Benchmarking LLMs on Advent of Code 2025 (Elm)

Tags = [ Elm, AI, Advent of Code ] Posted on February 26, 2026

Following up on the Haskell benchmark, the OCaml benchmark, the Python benchmark, the ReScript benchmark, the Ruby benchmark, the Elixir benchmark, and the Java benchmark, I ran the same AoC 2025 Days 1–5 setup in Elm.

Elm is the most niche language in this series. It's a pure functional language that compiles to JavaScript, has no native CLI story, and sees relatively little use outside its frontend niche. Each model received a pre-built scaffold — run.mjs, elm.json, and a Day00.elm template — that compiles and runs Elm modules via Node.js. The question was whether models would handle Elm's strict type system, lack of escape hatches, and unfamiliar idioms (e.g.
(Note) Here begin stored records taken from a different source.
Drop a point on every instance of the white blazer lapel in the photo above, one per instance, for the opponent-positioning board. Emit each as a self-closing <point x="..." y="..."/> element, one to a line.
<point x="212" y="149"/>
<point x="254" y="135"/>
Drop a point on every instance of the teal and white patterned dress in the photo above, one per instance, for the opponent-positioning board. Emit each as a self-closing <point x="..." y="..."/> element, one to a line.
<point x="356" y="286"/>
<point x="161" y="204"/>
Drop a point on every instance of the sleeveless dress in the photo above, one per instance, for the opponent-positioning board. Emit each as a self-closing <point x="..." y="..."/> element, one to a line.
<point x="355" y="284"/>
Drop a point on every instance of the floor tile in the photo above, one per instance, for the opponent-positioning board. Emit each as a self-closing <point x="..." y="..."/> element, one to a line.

Debug.log for output, Platform.worker for headless programs).

The answer: every single one of them did.

The contestants

#	Model
1	`anthropic/claude-haiku-4-5`
2	`anthropic/claude-sonnet-4-6`
3	`anthropic/claude-opus-4-6`
4	`openai-codex/gpt-5.3-codex`
5	`zai/glm-5`
6	`minimax/MiniMax-M2.5`
7	`kimi-coding/k2p5`
8	`mistral/devstral-2512`
9	`alibaba/qwen3.5-plus`
10	`alibaba/qwen3-coder-next`

Ejections

None. All 10 models completed all 10 parts. This ties Elm with Python and Ruby for the best completion rate in the series.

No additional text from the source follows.